Proxmox VE & pfSense on Hetzner dedicated servers

There is not too much a precise documentation from Hetzner available if you want to know what exactly you should do to run dedicated servers with primary and secondary public IP, virtual machines and vSwitch. There are some articles but they are written in non-informative way. However their support is on very high level so far, they respond quickly.

Debian & Proxmox Installation

So, to go with Proxmox on Hetzner you will need to know that there is supported installation. You restart your server into rescue system (remember to power cycle your server) and then there is Proxmox to choose from but it is said that there is no support for it, just like it would be for other systems… If you play around with somehow complex environment you should yourself be prepared to overcome all obstacles not relaying on third parties. So now you are in the rescue system and instead of selecting Proxmox, you choose latest Debian installation.

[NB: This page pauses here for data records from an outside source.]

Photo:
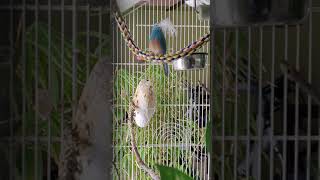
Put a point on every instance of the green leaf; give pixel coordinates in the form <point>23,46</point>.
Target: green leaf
<point>209,137</point>
<point>169,173</point>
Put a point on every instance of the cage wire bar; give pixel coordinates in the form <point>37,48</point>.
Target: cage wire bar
<point>238,113</point>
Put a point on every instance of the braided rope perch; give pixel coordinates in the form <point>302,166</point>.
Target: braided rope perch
<point>150,56</point>
<point>141,164</point>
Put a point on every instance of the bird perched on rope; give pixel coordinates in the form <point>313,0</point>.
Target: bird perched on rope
<point>157,39</point>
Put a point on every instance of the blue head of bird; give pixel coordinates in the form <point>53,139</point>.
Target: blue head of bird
<point>157,40</point>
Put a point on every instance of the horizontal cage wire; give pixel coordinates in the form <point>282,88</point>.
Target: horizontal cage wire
<point>264,120</point>
<point>173,138</point>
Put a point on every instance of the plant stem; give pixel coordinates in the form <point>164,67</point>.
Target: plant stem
<point>141,164</point>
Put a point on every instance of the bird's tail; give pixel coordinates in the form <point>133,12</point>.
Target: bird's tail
<point>166,69</point>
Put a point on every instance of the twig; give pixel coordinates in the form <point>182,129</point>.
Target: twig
<point>140,162</point>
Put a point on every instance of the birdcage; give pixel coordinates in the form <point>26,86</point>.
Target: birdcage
<point>237,102</point>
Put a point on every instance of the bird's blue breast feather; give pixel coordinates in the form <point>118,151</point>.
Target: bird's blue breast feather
<point>157,34</point>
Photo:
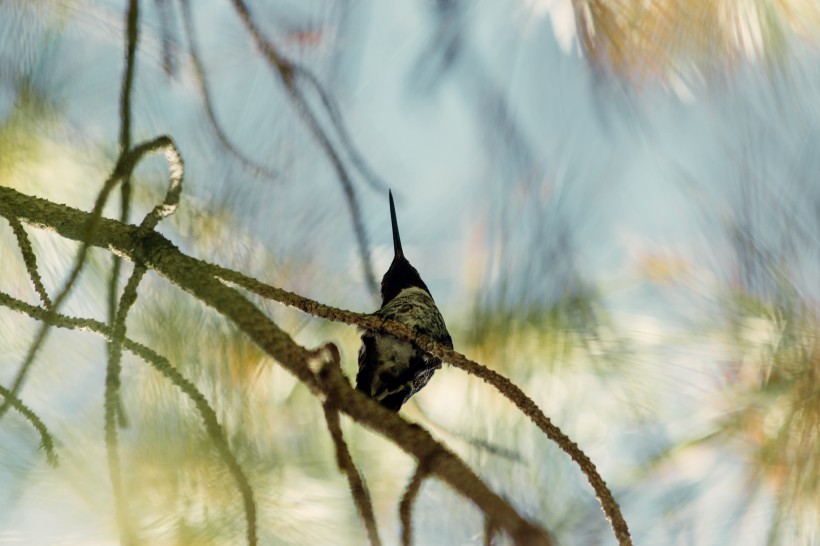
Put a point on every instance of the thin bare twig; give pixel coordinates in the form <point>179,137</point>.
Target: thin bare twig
<point>46,439</point>
<point>361,496</point>
<point>195,277</point>
<point>113,404</point>
<point>124,167</point>
<point>30,259</point>
<point>287,71</point>
<point>406,504</point>
<point>199,73</point>
<point>503,385</point>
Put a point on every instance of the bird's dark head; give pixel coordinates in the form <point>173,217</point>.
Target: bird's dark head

For Debian you disable software RAID as it might and will be incompatible with ZFS later on. You put your domain name registered in public DNS. Future domain change will be difficult no to say that is may be impossible (from Proxmox perspective). Depending on your disk configuration in the server you possibly may want to adjust mount points configuration. I prefer to put Proxmox on smaller disk and to allocate all of available space to root mount instead of setting various smaller mount points. Once you are done with it save changes (F10) and wait until it prompts you to reboot.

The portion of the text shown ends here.